Abstract: In electronic band theory the dynamics of electrons in crystal lattices can often exhibit novel phenomena associated with the anomalous velocity.   Modern work on this subject revives an idea which appeared in its primitive form some fifty years ago to interpret an anomalous Hall effect in magnetically ordered states of matter, namely  the appearance of a Hall conductivity in materials that have  spontaneously broken time reversal symmetry without  an applied magnetic field.

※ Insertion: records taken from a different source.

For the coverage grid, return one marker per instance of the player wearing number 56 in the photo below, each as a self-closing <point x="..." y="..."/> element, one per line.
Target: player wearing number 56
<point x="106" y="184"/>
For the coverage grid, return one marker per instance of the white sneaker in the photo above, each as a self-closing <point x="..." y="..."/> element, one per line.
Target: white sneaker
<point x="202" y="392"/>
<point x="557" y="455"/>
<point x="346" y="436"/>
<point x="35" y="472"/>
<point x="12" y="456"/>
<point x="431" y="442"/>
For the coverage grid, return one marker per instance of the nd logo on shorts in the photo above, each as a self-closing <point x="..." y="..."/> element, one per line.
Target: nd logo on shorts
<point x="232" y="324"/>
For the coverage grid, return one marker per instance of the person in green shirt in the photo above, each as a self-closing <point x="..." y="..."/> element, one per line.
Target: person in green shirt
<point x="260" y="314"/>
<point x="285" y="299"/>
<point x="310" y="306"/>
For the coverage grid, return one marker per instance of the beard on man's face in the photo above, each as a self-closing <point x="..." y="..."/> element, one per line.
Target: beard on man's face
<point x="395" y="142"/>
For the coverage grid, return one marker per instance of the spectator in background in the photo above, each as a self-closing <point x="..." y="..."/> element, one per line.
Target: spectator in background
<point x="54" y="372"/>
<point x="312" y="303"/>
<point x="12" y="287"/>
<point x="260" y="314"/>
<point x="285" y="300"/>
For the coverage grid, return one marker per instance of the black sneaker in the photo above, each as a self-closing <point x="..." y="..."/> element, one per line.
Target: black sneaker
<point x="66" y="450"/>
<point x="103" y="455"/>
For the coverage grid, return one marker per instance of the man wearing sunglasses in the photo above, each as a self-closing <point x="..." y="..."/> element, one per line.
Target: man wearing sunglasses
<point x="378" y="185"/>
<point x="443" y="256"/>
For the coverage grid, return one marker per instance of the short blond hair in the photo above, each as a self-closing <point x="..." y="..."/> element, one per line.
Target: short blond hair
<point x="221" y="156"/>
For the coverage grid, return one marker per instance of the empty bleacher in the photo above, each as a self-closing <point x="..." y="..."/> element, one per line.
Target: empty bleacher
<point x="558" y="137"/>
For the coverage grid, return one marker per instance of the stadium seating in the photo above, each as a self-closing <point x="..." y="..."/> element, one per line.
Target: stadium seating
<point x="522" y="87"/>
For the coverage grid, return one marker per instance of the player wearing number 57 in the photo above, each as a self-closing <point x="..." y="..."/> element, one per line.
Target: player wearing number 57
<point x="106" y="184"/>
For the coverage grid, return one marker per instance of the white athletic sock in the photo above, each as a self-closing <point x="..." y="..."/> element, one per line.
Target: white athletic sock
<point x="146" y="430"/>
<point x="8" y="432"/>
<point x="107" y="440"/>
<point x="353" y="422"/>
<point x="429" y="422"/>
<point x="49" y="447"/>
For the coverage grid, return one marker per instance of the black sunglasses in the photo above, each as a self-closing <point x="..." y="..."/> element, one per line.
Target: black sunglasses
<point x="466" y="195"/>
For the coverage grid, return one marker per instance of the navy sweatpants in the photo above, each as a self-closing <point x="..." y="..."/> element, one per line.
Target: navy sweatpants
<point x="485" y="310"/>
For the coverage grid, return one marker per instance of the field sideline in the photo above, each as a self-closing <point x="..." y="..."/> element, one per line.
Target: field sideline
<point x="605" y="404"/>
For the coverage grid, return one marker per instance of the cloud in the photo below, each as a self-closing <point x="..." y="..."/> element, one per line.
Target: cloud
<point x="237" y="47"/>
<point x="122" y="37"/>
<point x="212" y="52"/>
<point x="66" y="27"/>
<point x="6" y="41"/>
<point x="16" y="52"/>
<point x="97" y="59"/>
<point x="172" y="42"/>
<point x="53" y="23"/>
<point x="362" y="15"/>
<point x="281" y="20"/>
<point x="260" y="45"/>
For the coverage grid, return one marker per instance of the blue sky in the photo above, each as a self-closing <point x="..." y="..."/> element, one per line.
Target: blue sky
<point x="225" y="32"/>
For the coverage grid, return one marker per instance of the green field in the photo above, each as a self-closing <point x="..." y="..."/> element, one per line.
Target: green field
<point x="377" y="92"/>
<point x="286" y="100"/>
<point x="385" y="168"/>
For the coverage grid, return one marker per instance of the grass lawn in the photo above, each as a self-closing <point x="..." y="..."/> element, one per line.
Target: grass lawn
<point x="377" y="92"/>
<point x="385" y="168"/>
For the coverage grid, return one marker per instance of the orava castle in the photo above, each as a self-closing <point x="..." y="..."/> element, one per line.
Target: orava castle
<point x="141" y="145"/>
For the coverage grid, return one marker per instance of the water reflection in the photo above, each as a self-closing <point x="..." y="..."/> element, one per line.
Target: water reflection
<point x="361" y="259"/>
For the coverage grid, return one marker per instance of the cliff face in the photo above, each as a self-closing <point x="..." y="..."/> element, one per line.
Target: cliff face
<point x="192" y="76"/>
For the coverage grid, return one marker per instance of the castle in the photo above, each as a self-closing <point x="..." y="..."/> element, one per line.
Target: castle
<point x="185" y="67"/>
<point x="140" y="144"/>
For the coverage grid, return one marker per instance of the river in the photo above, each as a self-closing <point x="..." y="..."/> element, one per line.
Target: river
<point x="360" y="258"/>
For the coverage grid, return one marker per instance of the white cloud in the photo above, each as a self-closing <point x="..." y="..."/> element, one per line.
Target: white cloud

The signature of the anomalous velocity is the coupling of electron motion to applied static and time-dependent fields through a family of transverse response functions which contain driving terms that are essentially geometrical in origin.  This idea has been brought to the forefront by a modern focus on the topological character of degenerate points and lines in the band structures of crystals and their observable consequences in electron dynamics.  Remarkably the concept of anomalous velocity reappears in this context with some unexpected  predictions for both  gapped “topological” states of matter and for special gapless topological semimetallic states. This talk will present a brief overview of these ideas and illustrate them with examples drawn from work on two dimensional  electronic systems.